Sophrologie et bols tibétains

Respirer, relâcher et retrouver une présence plus attentive à soi

La sophrologie et les bols tibétains proposent deux portes d’entrée différentes vers une même intention : ralentir suffisamment pour revenir au corps, à la respiration et à l’expérience présente.

La sophrologie s’appuie notamment sur la respiration, la détente corporelle, l’attention et la visualisation. Les bols tibétains introduisent une dimension différente, davantage tournée vers l’écoute et les sensations produites par le son.

Au Centre Arc En Ciel, ces pratiques sont proposées avec Corinne, intervenante partenaire, dans le cadre du Parcours Arc En Ciel et de certaines journées thématiques.

Elles ne demandent aucune expérience préalable. Il ne s’agit pas de réussir un exercice ou d’atteindre un état particulier, mais de découvrir différentes façons de porter attention à soi et d’expérimenter ce qui peut favoriser un moment de calme, de recentrage et de présence.

Qu’est-ce que la sophrologie ?

La sophrologie est une pratique qui associe généralement respiration, détente corporelle, mouvements simples, attention et visualisation.

Elle invite à interrompre momentanément le rythme habituel pour observer plus consciemment ce qui se passe dans le corps et dans l’esprit.

Une séance peut ainsi proposer de porter attention à la respiration, de relâcher progressivement certaines tensions, d’observer les sensations corporelles ou encore d’utiliser l’imaginaire à travers une visualisation guidée.

La pratique se veut accessible.

Il n’est pas nécessaire d’avoir déjà médité, pratiqué le yoga ou appris des techniques particulières.

Le point de départ reste simplement votre expérience du moment.

Revenir à la respiration

Nous respirons continuellement sans avoir besoin d’y penser.

Pourtant, notre respiration peut changer avec ce que nous vivons.

Elle peut devenir plus courte lorsque nous sommes tendus.

Plus rapide pendant une période d’agitation.

Parfois, nous nous rendons même compte que nous retenons momentanément notre souffle lorsque nous sommes très concentrés.

La sophrologie invite à rendre cette respiration plus consciente.

Il ne s’agit pas nécessairement de chercher à la contrôler en permanence, mais de prendre quelques instants pour l’observer puis, selon l’exercice proposé, expérimenter une manière différente de respirer.

Le souffle devient alors un repère auquel il est possible de revenir.

Prendre conscience du corps

Nous pouvons passer une journée entière à utiliser notre corps sans réellement remarquer comment nous nous sentons.

Les épaules se sont peut-être progressivement contractées.

La mâchoire est serrée.

La posture s’est refermée.

Une sensation de fatigue est présente depuis plusieurs heures.

La sophrologie peut proposer différents exercices permettant de rediriger l’attention vers ces sensations.

Cette observation ne consiste pas à chercher un problème derrière chaque tension.

Elle permet simplement de développer davantage de conscience corporelle.

Avant de pouvoir ajuster quelque chose, il faut souvent commencer par le remarquer.

Le relâchement corporel

Certains exercices de sophrologie proposent d’explorer volontairement le contraste entre tension et relâchement.

Une partie du corps peut être brièvement mobilisée avant d’être relâchée.

L’attention peut également parcourir progressivement différentes zones corporelles.

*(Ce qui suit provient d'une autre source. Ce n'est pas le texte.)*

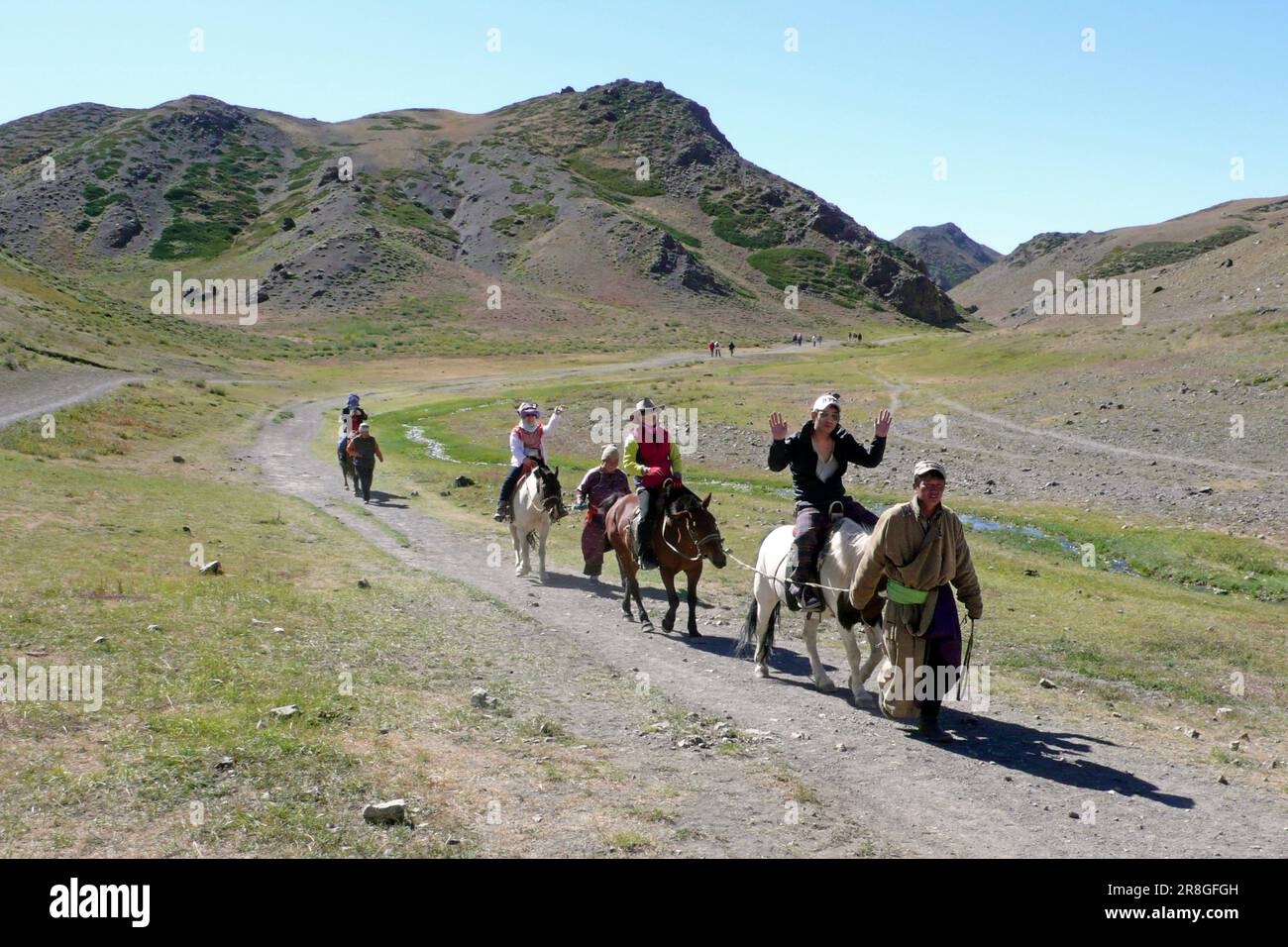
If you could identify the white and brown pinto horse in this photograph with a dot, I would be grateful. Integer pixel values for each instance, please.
(537, 504)
(838, 561)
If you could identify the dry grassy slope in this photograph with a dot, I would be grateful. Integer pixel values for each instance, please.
(539, 197)
(1194, 287)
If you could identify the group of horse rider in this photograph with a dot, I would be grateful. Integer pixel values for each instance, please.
(649, 455)
(359, 446)
(915, 549)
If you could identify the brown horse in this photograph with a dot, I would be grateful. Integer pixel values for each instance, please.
(684, 534)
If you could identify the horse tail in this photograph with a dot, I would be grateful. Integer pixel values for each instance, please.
(746, 644)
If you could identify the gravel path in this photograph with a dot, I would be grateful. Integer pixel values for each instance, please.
(34, 393)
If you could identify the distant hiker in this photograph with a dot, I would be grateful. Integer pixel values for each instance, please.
(819, 455)
(918, 548)
(365, 451)
(652, 458)
(351, 416)
(599, 489)
(527, 450)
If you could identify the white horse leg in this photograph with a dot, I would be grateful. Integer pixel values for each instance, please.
(820, 680)
(542, 531)
(876, 652)
(858, 674)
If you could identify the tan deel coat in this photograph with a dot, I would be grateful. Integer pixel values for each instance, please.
(903, 549)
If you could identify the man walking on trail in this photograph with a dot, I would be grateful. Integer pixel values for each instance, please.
(918, 548)
(365, 451)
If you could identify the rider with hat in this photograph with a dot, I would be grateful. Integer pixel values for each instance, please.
(527, 450)
(652, 458)
(819, 455)
(351, 418)
(596, 489)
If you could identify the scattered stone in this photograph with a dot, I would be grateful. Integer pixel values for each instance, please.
(391, 813)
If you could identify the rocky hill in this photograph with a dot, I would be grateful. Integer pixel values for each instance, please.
(621, 208)
(1207, 264)
(951, 257)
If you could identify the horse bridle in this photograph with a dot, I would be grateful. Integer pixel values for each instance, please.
(688, 534)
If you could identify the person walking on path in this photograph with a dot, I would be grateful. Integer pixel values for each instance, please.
(365, 453)
(919, 549)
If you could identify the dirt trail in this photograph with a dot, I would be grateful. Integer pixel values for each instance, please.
(1006, 789)
(39, 392)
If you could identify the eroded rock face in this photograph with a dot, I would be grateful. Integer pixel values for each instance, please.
(909, 290)
(832, 223)
(120, 226)
(671, 260)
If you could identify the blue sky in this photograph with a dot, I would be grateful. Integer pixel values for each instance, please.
(1035, 133)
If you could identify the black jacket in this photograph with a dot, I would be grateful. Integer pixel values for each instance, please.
(799, 453)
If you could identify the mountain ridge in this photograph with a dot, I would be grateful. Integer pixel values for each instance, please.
(625, 198)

Nous découvrons alors parfois des tensions que nous ne remarquions plus parce qu’elles étaient devenues habituelles.

L’objectif n’est pas d’obtenir un relâchement parfait.

Il s’agit plutôt de développer une capacité à reconnaître ce qui se passe dans le corps et à expérimenter différentes manières de retrouver davantage de confort lorsque cela est possible.

Sophrologie et visualisation

L’imaginaire peut également trouver sa place dans une séance de sophrologie.

Une visualisation guidée peut proposer d’imaginer un lieu, une situation, une couleur, un mouvement ou une expérience particulière.

L’objectif n’est pas de croire que ce qui est imaginé devient réel.

La visualisation constitue simplement une manière d’orienter volontairement l’attention et d’observer les pensées, sensations ou émotions qui accompagnent cette représentation.

Certaines personnes visualisent très facilement des images.

D’autres ressentent davantage une atmosphère, une impression ou quelques éléments seulement.

Les deux expériences sont parfaitement possibles.

Il n’est pas nécessaire de « voir » mentalement de manière très précise pour participer.

Sophrologie et pleine conscience

La sophrologie et la pleine conscience ne sont pas exactement la même pratique, mais elles peuvent se rejoindre sur plusieurs aspects.

Toutes deux peuvent inviter à revenir vers l’expérience présente.

La respiration.

Les sensations.

La posture.

Les pensées qui apparaissent.

La différence tient notamment au fait que la sophrologie peut proposer davantage d’exercices guidés, de mouvements, de respirations volontaires ou de visualisations.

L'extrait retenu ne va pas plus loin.